The body is the first step to your yoga practice. Grounding back into the body is critical to find the middle ground with which to begin traversing the great road of discovery that lay ahead. The journey in yoga is long, there is no McPeace to drive up to and order a side of happiness and never ending bliss. The reason yoga is called a practice is that it takes practice. The ground covered is vast and begins like any journey with the first step. The first attempt at a yoga practice may be daunting. Why? Well the mind particularly during the first few 50 attempts will be littered with noise pollution, the interjection of distractions of all kinds – each seemingly urgent and of great import at the time. The truth…none of the pending thoughts and petty complaints that arise are really of much concern in the greater scope of existence, but this is where we begin. At least, this is where I began….and I can speak only of my own personal experience, though many have related to me similar stories of their personal travails on the mat.
To connect first with the body is a high priority. I have come to think of it as a grounding wire, the way to prevent shock and greater troubles found in evoking higher levels of spirituality. A practice lead solely by the capricious mind and its crafty imaginings can be an exhausting chase through an infinite maze of possibilities. With regard to yoga, it is best to follow a plan, thousands of years of experience can serve as a guide and outline, but the way for each is somewhat different. Even when following an old routine or an ancient lineage, if you haven’t grounded into your body first however …you may be entertaining a hazard more so than a healthy option. If you begin to practice yoga without taking care to connect and respect your physical body, you may cause yourself injury unintentionally. The reason being is that you may not really feel what you are doing.
Imagine for a moment, all your life you have hit your head against a wall. You have done this for all the years of your life and suddenly someone tells you that this is the cause of great pain. While it may sound true in some ways, you may hesitate to embrace this new knowledge. Let’s imagine for a moment you do finally decide that the headaches and pain you have been experiencing may in some way likely be connected, and finally you decide to make a change.

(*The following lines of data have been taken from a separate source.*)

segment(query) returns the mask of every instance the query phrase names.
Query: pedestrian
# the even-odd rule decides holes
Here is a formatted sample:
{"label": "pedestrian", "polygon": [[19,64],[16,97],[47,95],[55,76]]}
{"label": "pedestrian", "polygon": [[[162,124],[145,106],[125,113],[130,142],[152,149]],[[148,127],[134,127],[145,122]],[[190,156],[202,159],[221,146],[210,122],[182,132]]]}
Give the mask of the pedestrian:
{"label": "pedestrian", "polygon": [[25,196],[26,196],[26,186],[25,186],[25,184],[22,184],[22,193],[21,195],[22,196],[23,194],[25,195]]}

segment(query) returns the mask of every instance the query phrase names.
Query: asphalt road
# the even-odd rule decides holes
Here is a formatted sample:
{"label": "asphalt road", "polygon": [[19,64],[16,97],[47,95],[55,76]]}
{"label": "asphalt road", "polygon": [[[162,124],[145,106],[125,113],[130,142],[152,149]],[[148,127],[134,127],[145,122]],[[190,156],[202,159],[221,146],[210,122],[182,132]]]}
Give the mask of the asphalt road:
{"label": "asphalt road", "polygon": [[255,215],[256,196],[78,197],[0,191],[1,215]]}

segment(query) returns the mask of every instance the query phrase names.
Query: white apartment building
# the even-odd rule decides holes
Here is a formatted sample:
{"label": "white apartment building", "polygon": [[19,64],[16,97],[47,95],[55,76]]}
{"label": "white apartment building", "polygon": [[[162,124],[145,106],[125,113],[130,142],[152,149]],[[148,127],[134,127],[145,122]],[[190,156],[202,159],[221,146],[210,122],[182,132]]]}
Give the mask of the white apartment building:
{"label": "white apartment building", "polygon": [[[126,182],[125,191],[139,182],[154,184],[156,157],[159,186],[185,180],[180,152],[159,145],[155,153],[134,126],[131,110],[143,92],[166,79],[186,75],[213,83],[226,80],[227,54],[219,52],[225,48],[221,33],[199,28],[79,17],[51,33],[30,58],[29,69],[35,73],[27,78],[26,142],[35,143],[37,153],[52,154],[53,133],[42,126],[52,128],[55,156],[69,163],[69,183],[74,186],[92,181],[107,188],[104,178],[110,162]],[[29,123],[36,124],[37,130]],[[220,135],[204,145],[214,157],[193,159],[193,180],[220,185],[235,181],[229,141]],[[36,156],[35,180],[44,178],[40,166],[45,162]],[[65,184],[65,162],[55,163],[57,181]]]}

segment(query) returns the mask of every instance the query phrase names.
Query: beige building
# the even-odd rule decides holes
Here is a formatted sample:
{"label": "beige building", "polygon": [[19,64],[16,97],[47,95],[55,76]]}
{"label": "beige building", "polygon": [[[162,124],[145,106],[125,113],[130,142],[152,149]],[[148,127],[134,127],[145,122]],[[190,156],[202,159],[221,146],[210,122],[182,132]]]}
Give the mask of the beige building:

The problem is your body has grown accustomed to this treatment, so it may be desensitized to a more gentle approach, it may take quite some time to come to a more normalized scale of feeling. The same is true for yoga.
I have taught hundreds of classes over the years, and in these classes I have seen countless people struggle and attempt to go deeper and further than their body can obviously go. Unfortunately, I can tell them and suggest over and over again that they take a more moderate approach but yet the habit is there, they cannot grasp that I am speaking to them. Even if you tell a person directly, this is not always well received. I know that this is part of their journey and I can only suggest and try to help them learn this important lesson of respecting their own personal body. In truth I too, have found myself guilty of this tendency.

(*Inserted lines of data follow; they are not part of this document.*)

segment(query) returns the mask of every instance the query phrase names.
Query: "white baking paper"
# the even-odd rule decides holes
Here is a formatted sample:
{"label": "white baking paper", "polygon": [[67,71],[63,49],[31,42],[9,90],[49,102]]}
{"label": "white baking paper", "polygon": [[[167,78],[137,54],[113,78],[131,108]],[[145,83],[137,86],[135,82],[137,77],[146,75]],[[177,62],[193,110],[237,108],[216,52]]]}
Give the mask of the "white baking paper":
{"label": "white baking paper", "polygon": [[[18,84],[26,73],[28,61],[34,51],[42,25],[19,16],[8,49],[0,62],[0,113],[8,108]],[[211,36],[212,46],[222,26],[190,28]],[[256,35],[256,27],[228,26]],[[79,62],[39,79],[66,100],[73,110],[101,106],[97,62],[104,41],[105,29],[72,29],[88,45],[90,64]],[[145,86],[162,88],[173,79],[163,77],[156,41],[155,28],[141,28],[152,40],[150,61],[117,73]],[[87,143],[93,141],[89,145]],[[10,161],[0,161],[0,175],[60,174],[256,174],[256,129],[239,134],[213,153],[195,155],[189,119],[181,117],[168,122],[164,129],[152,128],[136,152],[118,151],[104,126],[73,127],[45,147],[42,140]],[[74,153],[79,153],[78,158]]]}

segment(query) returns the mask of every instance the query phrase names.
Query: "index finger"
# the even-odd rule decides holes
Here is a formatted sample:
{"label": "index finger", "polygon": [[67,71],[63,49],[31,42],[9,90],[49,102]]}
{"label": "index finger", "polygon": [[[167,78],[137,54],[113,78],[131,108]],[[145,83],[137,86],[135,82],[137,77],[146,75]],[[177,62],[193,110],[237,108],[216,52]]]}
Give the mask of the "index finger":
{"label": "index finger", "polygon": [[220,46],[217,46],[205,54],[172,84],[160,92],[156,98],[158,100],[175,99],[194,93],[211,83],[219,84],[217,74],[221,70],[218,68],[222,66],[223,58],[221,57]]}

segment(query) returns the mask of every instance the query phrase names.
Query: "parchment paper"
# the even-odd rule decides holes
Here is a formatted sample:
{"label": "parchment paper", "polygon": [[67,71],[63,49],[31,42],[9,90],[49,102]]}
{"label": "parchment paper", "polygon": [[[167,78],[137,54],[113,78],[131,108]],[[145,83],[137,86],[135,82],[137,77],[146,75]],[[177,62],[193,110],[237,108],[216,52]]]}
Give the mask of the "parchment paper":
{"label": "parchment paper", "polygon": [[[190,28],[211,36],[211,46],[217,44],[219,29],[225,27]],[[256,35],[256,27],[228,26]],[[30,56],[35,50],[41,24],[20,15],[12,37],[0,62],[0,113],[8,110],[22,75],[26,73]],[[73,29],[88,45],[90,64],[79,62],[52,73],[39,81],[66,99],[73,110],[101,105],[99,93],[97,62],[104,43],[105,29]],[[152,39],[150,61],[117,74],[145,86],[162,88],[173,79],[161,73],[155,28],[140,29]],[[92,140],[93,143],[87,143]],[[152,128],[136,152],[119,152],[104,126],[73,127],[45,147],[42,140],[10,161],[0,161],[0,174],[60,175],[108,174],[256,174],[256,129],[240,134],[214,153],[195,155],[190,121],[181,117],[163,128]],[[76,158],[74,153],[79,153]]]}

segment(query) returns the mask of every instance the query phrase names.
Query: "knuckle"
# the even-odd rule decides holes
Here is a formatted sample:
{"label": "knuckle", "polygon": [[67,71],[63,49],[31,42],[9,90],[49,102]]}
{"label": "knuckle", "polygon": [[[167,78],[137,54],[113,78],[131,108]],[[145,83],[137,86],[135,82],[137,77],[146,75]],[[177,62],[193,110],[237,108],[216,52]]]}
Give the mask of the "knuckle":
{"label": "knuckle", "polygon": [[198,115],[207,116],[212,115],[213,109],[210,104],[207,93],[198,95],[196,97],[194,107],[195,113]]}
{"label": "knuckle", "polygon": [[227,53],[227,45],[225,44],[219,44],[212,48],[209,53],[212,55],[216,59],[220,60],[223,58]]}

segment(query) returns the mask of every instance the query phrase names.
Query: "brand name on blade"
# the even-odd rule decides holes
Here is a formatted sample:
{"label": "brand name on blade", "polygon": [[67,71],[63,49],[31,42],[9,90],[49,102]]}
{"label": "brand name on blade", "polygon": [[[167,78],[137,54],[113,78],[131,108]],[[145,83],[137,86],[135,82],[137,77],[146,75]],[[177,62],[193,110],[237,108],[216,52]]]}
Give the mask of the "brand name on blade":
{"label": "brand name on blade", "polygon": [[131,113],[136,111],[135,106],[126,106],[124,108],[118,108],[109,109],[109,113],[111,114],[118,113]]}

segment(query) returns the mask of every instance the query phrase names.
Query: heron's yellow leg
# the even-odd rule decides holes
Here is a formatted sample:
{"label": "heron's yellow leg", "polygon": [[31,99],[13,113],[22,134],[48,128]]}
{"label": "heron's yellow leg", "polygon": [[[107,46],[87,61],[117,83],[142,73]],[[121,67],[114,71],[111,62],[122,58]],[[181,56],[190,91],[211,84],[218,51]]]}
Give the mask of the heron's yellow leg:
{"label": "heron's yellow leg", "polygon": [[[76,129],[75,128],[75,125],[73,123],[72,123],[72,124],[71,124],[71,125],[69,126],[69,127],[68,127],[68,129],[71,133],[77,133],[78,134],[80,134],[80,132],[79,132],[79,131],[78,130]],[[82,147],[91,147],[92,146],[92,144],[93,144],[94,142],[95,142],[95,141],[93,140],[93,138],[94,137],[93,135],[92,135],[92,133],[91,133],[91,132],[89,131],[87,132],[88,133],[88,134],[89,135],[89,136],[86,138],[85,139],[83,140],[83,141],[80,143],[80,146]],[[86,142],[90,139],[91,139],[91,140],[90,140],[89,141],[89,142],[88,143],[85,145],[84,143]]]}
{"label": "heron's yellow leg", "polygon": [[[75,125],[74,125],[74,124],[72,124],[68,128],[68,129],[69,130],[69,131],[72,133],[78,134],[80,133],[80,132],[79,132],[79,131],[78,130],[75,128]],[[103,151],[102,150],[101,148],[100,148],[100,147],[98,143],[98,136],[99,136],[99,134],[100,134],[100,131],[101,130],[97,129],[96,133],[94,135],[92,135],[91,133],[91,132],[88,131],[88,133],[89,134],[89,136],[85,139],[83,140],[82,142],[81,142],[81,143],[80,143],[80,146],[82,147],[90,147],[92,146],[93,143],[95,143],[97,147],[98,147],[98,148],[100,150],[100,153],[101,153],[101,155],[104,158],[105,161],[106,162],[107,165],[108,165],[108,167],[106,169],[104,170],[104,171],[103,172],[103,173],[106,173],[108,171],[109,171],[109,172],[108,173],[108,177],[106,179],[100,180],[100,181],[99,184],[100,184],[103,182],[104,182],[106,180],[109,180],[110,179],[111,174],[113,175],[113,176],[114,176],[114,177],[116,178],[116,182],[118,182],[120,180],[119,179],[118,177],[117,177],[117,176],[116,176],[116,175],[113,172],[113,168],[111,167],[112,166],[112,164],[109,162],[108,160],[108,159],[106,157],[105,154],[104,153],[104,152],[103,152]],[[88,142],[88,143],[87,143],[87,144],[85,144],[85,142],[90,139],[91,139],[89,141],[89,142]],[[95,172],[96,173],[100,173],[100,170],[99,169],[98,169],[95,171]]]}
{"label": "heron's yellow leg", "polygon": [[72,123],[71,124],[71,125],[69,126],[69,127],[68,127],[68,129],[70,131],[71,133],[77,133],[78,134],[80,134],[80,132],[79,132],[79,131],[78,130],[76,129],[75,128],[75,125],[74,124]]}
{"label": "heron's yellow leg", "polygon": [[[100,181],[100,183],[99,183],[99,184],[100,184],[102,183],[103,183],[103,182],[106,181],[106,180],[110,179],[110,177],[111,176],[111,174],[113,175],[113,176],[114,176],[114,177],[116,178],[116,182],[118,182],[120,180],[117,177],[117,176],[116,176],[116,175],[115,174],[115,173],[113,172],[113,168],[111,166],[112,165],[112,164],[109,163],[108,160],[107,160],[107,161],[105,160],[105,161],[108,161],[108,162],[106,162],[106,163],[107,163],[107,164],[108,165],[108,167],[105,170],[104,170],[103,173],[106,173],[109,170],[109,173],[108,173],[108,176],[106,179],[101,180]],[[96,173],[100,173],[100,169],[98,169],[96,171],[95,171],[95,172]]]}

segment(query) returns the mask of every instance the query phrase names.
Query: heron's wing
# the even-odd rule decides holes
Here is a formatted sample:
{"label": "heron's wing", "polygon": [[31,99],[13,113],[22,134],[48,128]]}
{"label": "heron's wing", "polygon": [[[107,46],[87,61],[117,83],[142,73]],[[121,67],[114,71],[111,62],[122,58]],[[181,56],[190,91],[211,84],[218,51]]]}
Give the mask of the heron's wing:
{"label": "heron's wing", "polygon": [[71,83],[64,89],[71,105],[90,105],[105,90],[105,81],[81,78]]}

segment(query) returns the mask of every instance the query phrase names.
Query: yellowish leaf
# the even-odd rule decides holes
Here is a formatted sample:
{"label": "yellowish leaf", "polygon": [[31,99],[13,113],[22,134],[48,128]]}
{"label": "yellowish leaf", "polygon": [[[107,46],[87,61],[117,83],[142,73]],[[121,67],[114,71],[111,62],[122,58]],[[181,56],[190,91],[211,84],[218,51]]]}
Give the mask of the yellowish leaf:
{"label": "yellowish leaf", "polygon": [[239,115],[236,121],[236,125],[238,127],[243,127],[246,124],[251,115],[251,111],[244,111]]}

Learning the limitations of oneself is a challenge. Self reflection is necessary and the levels to which one begins to do this only deepen with time. There seems to be a bell curve where much effort leads to great self questioning and then one day this need begins to wane. In the beginning the need for honest self inquiry is paramount, though many great realizations may take time to avail themselves.

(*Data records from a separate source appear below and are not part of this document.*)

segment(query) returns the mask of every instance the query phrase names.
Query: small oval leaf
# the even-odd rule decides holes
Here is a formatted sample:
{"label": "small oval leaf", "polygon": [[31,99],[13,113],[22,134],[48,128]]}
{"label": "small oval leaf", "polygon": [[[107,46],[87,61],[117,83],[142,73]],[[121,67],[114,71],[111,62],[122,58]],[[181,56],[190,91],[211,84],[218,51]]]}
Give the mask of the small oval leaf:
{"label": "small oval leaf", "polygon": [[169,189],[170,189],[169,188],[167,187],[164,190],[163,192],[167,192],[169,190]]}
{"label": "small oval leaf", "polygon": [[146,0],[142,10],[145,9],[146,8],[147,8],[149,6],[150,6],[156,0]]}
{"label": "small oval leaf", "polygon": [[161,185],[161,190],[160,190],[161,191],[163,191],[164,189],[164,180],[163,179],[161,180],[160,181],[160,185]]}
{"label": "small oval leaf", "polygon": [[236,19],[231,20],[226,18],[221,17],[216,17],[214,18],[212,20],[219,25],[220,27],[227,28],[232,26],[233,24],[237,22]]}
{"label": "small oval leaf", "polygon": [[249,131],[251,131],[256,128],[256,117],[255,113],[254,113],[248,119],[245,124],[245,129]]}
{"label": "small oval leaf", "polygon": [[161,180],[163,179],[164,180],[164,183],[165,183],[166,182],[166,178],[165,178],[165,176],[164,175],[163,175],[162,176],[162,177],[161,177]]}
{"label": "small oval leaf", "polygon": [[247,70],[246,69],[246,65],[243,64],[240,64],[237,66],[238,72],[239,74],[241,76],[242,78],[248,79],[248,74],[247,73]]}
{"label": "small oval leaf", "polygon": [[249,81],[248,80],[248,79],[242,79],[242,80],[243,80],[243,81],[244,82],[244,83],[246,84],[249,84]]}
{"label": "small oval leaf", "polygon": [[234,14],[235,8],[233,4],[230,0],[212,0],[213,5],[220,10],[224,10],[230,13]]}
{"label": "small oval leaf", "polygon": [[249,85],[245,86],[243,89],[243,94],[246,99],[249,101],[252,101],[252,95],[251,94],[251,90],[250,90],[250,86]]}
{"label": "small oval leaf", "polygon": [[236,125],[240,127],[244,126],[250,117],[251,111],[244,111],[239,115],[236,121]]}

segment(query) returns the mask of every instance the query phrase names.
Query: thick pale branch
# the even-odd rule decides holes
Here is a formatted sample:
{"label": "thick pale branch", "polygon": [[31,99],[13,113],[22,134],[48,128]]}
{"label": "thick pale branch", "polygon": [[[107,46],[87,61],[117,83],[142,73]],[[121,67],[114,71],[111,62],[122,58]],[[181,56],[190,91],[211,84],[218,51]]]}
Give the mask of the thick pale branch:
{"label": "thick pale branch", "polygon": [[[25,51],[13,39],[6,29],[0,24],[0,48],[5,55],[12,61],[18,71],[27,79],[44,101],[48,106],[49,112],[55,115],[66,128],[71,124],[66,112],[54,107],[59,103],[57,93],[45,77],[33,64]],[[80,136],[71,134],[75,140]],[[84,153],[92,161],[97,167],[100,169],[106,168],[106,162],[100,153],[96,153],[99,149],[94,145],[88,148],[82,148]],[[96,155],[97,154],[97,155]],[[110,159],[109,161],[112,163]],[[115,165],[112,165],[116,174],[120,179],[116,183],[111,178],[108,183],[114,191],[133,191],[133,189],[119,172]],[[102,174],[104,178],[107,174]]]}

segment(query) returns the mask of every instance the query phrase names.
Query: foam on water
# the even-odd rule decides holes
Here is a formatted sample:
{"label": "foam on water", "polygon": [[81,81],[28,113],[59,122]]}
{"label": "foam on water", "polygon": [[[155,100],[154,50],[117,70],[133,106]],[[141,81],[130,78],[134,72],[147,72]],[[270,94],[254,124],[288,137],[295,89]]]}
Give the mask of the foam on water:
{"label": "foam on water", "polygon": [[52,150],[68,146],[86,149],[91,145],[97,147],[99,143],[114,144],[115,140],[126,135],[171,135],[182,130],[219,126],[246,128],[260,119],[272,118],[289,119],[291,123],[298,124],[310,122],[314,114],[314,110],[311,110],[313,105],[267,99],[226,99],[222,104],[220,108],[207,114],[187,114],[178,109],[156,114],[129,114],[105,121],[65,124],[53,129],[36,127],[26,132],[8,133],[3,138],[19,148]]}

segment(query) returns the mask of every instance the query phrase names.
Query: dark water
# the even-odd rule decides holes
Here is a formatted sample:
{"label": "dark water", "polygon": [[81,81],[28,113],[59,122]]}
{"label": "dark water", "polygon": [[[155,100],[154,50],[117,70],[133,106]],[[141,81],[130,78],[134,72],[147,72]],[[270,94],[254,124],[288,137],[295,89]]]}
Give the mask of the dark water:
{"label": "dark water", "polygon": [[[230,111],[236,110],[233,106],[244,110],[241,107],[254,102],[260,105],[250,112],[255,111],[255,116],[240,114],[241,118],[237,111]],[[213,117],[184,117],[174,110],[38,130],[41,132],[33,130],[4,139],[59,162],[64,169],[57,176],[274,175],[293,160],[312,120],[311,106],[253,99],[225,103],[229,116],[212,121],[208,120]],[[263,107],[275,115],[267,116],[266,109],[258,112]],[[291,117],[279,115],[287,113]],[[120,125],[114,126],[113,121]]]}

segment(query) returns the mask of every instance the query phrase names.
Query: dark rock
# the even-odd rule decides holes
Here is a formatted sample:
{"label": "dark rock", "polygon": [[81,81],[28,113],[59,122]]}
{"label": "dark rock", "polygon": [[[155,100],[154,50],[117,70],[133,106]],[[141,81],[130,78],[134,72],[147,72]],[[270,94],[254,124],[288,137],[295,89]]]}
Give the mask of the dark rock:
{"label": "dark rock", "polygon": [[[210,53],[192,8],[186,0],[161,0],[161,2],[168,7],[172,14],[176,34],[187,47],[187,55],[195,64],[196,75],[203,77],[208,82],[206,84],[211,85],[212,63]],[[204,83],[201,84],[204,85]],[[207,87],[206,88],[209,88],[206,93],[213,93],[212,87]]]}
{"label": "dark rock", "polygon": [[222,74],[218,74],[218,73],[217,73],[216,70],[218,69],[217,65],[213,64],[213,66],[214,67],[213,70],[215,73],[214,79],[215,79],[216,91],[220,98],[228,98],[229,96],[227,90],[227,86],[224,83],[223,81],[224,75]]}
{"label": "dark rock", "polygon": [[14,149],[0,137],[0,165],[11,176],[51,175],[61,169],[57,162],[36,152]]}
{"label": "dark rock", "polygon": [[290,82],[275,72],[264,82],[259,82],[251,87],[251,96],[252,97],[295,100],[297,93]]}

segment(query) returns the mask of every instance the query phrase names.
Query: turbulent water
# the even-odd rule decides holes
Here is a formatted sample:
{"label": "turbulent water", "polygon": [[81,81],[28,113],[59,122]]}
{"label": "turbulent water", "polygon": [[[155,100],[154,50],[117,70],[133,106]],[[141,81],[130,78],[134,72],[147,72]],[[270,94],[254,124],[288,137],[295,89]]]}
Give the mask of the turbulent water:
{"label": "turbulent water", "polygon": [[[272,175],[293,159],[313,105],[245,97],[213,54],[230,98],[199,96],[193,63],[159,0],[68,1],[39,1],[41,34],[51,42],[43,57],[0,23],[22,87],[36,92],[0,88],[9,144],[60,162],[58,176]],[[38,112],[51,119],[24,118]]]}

A gentle approach to yoga and life run contrary to every ounce of the American mentality. “Push and compete, strive for success, keep your eyes on the prize and don’t give up.” I can’t tell you how many people ask when they will be able to do a certain pose, etc. It is a common misconception to believe that the level of one’s physical practice is in some way the most important thing. The important thing is to know yourself. If there is pain, refrain. Move to a place of reasonable comfort. Effortless effort. The asana means comfortable seat, ironically many find themselves under the notion that a pose must be uncomfortable to gain greater benefit, this could not be further from the truth. While a certain level of discomfort is common in yoga, especially that of the restless mind finally called upon to quiet; pain is not a part of a strong yoga practice. The no pain no gain idea is not the model to follow in yoga, though it may be a phase of your practice as you move to greater understanding of the body.
The purpose of it all is to ground with the body, come to the present moment and get real. During the practice of yoga you will learn to respect your body and work with it not against it. This is one of the very first principles to learn – pace yourself, find a balance between your will and the ability to surrender and let go.